Vor zehn Jahren, am 12. Januar 2010, wird der karibische Inselstaat Haiti von einem verheerenden Erdbeben erschüttert. 90 Prozent der Gebäude werden zerstört. Mindestens 300.000 Menschen sterben laut offiziellen staatlichen Angaben - manche schätzen die Zahl der Toten sogar auf bis zu eine halbe Million.
Städte und Dörfer liegen in Schutt und Asche. Zahlreiche Hilfsorganisationen kommen daraufhin in das Land, um die obdachlos gewordenen Menschen zu unterstützen und beim Wiederaufbau zu helfen. Doch auch zehn Jahre später steckt das ärmste Land Amerikas noch tief in der Krise.
Mehr als 300.000 Menschen gestorben
Soziale Missstände, Korruption und gewaltsame Proteste plagen den Inselstaat heute. Das Erdbeben - ein Tiefpunkt, aber keinesfalls der Auslöser der haitianischen Dauerkrise. Immer wieder wird das Land von Naturkatastrophen aber auch politischen Krisen gebeutelt.
Diktatoren, korrupte Regierungen und bewaffnete Banden herrschen hier seit Jahrzehnten in unterschiedlichen Konstellationen. Besonders brutal: die fast 30-jährige Diktatur von Francois Duvalier und seinem Sohn Jean-Claude von Ende der 50er- bis Ende der 80er-Jahre.
Seit Februar 2017 wird das Land von dem Unternehmer Jovenel Moise regiert. Doch auch er setzt Korruption und Misswirtschaft kein Ende. Unter seiner Ägide sollen Milliarden aus dem sogenannten Petro-Caribe-Fonds versickert sein. Es handelte sich um Rücklagen aus verbilligten Ankäufen von Erdöl aus Venezuela.
Das Geld war ursprünglich für den Aufbau der Infrastruktur und Hilfsprojekte in Haiti gedacht. Seit Bekanntwerden dieses Skandals fordern Zehntausende Haitianer Woche für Woche politische Veränderungen und gehen gegen die Regierung auf die Straße - es gab bereits mehrere Dutzend Tote.
Haitianer wünschen sich Wandel
Die Lage scheint auch abseits der politischen Ebene desolat. Die Vereinten Nationen bezifferten den humanitären Bedarf in Haiti für das Jahr 2019 auf rund 126 Millionen US-Dollar. Betroffen seien vor allem die Bereiche Nahrungsmittelhilfe, Gesundheitsversorgung, Schutz, Bereitstellung von Notunterkünften sowie Wasser, Sanitär und Hygiene für etwa 1,3 Millionen hilfsbedürftige Menschen in dem Zehn-Millionen-Einwohner-Land.

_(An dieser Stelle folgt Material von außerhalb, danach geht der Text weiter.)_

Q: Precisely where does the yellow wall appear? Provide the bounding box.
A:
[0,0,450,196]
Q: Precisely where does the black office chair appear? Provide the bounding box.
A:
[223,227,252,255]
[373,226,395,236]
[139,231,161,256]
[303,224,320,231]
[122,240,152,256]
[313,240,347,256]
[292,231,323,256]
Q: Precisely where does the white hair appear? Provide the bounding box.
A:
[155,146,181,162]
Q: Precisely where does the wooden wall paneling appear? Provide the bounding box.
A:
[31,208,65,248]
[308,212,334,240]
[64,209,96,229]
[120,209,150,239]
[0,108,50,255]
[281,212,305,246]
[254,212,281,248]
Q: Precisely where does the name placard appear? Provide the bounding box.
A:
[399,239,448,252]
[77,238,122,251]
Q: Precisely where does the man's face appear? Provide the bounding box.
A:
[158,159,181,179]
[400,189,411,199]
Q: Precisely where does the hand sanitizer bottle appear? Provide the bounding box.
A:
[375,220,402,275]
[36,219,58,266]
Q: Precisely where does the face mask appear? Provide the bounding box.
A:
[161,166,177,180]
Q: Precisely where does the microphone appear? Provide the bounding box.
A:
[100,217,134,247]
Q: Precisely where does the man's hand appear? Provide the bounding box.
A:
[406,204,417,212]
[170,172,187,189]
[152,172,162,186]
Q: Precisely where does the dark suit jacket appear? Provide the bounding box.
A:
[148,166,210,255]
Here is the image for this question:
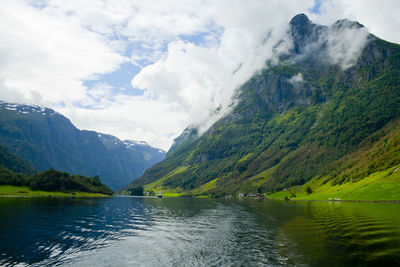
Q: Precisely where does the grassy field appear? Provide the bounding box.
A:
[0,185,108,197]
[268,168,400,201]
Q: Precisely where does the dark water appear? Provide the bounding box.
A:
[0,197,400,266]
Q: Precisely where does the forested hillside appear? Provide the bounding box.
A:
[130,15,400,199]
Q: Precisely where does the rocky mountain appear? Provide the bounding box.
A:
[130,14,400,198]
[0,102,165,190]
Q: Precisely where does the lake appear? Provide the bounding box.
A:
[0,197,400,266]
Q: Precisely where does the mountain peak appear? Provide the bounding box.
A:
[290,13,311,26]
[332,19,365,29]
[290,14,327,54]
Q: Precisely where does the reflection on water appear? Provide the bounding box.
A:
[0,197,400,266]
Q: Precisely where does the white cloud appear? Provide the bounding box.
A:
[311,0,400,43]
[0,0,400,149]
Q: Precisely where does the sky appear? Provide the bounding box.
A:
[0,0,400,150]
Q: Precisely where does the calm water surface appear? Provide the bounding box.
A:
[0,197,400,266]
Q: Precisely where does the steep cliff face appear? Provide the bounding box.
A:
[0,102,165,189]
[130,15,400,194]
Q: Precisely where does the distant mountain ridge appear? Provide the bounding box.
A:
[129,14,400,199]
[0,101,165,190]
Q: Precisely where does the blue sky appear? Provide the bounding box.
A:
[0,0,400,149]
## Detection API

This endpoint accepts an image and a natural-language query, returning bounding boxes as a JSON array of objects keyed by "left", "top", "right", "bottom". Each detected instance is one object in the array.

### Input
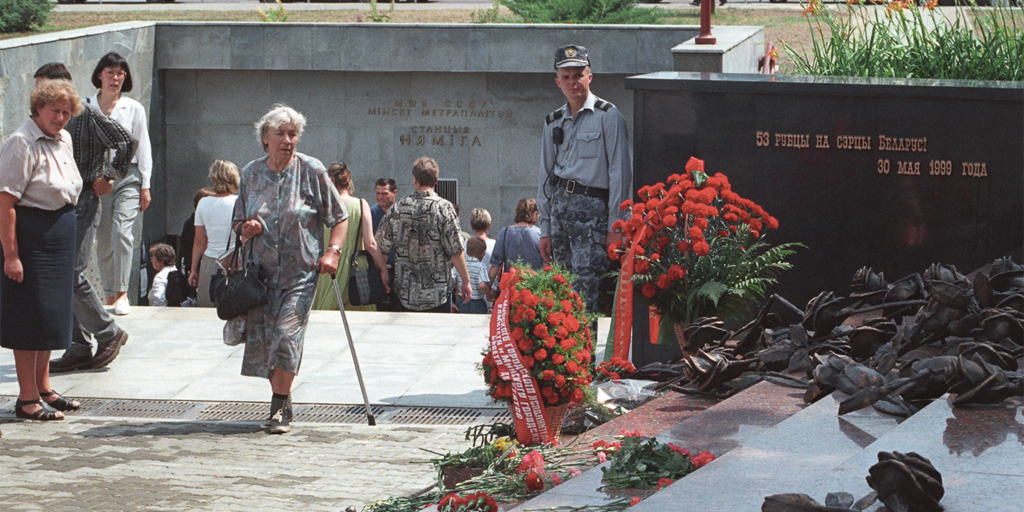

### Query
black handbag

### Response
[
  {"left": 165, "top": 270, "right": 194, "bottom": 307},
  {"left": 212, "top": 234, "right": 269, "bottom": 321},
  {"left": 348, "top": 200, "right": 387, "bottom": 306}
]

Auch die Landwirtschaft, wo immerhin die Hälfte aller Haitianer tätig ist, steht vor enormen Herausforderungen. Anhaltende Dürre und die Folgen des Klimawandels lassen die Erträge nur mager ausfallen. Die ländlichen Gebiete Haitis sind von Abholzungen und Entwaldungen gezeichnet, die Städte latent von Naturkatastrophen bedroht. Sie liegen an Küsten, Flüssen oder Berghängen und sind der Gefahr von Überschwemmungen, Erdruschen und Wirbelstürmen ausgesetzt.
Nach Angaben der Entwicklungs- und Umweltorganisation Germanwatch liegt Haiti auf Rang drei der Staaten, die am massivsten von Stürmen, Überflutungen und Dürren heimgesucht werden. Wer sein Hab und Gut trotz allem retten kann, besitzt oft zu wenig Land, um sich und die Familie ernähren zu können.

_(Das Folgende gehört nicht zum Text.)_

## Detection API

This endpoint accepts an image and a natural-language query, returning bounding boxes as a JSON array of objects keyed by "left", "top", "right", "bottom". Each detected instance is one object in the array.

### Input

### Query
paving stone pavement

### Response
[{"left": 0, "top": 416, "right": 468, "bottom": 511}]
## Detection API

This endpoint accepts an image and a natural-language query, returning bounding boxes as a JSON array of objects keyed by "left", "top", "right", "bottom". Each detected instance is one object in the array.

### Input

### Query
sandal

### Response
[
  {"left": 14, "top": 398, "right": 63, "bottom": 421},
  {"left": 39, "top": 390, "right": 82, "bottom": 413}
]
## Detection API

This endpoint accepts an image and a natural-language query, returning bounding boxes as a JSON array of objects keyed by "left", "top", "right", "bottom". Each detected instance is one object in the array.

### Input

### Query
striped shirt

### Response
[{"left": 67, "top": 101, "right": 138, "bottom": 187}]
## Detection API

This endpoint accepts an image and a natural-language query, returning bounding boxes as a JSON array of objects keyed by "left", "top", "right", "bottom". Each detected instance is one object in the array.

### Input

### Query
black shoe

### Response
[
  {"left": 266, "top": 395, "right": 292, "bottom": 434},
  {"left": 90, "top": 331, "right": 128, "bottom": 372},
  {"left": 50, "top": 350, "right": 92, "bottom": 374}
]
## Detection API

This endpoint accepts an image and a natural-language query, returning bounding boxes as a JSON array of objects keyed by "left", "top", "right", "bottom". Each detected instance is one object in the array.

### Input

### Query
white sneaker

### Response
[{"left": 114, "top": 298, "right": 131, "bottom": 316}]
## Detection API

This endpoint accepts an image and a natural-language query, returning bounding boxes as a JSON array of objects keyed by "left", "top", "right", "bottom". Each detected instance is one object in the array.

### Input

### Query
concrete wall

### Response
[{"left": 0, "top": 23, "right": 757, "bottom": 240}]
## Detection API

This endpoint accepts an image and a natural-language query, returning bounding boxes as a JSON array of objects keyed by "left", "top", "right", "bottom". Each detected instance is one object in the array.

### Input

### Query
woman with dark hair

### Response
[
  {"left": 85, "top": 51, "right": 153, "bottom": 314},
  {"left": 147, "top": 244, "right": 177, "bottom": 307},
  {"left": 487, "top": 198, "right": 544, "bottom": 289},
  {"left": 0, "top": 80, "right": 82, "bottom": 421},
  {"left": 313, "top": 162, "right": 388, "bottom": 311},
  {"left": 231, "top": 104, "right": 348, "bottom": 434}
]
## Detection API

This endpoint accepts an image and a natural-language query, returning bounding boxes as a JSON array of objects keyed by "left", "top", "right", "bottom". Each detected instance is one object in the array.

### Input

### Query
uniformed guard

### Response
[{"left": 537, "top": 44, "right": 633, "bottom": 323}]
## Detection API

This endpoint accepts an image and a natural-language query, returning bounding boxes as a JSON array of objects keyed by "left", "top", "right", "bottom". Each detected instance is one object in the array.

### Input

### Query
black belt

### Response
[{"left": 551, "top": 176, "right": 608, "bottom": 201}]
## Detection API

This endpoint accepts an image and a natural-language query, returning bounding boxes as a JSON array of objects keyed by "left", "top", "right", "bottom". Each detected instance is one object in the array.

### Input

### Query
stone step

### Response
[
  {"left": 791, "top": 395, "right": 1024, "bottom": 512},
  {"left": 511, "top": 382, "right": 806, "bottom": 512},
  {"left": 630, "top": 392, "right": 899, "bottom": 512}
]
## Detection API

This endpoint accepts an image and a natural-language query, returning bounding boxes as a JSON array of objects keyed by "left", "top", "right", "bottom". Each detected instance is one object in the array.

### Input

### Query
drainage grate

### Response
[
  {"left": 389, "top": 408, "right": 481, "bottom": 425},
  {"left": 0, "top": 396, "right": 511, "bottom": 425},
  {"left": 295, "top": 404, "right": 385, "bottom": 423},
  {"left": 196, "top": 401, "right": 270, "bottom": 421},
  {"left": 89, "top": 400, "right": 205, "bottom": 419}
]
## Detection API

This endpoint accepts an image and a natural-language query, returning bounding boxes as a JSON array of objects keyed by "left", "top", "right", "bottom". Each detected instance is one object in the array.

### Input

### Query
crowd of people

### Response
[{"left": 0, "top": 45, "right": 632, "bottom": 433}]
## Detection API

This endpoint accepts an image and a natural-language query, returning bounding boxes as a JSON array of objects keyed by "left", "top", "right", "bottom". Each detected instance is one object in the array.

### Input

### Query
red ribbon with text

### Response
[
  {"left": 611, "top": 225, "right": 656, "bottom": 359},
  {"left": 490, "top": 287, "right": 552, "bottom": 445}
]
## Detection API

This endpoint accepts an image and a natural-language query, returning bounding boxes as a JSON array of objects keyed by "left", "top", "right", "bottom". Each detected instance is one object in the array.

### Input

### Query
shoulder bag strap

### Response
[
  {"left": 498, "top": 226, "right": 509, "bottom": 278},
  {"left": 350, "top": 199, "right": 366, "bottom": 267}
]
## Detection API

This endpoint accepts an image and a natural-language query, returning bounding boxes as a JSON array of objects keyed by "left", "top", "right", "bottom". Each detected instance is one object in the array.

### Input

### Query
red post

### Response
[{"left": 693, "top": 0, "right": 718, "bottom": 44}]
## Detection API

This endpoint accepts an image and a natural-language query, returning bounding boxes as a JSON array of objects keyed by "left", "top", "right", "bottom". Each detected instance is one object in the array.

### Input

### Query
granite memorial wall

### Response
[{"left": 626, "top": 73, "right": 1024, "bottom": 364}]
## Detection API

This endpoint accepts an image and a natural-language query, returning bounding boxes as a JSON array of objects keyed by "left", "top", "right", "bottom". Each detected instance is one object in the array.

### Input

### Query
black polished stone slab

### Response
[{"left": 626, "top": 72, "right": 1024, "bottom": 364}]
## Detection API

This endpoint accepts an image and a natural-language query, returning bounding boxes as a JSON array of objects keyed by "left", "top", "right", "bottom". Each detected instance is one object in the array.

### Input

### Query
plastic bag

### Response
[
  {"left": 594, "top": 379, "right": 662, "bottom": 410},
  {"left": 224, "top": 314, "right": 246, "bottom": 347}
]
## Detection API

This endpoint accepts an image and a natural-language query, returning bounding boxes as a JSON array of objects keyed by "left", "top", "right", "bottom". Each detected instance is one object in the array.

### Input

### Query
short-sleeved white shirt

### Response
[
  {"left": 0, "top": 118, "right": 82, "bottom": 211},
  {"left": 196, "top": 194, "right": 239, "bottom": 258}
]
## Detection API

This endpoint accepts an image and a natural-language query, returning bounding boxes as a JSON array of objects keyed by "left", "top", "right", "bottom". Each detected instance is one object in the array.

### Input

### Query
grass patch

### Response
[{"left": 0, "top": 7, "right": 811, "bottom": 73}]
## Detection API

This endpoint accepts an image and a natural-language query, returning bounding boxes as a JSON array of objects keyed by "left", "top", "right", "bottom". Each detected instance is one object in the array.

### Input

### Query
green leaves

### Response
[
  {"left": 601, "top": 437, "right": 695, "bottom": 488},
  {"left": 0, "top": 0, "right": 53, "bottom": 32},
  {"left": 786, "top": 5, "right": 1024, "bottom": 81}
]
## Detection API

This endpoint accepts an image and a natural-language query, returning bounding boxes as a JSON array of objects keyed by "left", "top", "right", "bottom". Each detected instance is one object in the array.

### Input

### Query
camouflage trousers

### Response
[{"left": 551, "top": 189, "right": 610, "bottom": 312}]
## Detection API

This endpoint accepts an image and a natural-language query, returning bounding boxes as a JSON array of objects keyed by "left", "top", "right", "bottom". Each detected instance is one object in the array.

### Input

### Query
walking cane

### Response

Staatengemeinschaft verhält sich passiv
Das sorgt für sozialen Sprengstoff. Auch die medizinische Versorgung ist unzureichend. Spannungen und Unruhen erschweren die Betreuung von Patienten zusätzlich. Seit 2004 versuchten UN-Missionen die staatliche Ordnung in Haiti aufrechtzuerhalten, im vergangenen Herbst zogen sie ab.

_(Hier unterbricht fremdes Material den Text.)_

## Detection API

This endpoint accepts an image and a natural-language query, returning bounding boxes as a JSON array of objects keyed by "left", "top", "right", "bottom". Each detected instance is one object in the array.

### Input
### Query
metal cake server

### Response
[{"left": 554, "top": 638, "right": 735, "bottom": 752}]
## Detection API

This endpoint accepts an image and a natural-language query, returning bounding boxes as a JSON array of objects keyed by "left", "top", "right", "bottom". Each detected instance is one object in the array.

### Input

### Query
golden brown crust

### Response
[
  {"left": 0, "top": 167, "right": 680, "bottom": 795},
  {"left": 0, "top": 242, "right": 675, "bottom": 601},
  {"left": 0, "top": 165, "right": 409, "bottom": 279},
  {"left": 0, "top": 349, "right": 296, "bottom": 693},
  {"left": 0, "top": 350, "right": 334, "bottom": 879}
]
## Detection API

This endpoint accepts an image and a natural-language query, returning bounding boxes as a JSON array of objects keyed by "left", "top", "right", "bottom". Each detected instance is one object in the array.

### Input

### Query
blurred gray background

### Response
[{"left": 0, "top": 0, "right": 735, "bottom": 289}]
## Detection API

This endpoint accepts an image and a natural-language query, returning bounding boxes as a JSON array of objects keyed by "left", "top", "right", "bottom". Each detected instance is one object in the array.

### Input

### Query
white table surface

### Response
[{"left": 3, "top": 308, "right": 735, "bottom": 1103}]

Beobachter wie Misereor-Chef Pirmin Spiegel fragen sich unterdessen, warum die Staatengemeinschaft sich derart passiv verhält und Präsident Moise weiter unterstützt - "trotz zahlreicher von ihm zu verantwortender Menschenrechtsverletzungen und staatlicher Gewalt gegen Demonstranten mit Toten und Verletzten".
Die Situation drohe außer Kontrolle zu geraten, warnt Spiegel. "In Haiti wächst die Gefahr eines Bürgerkriegs."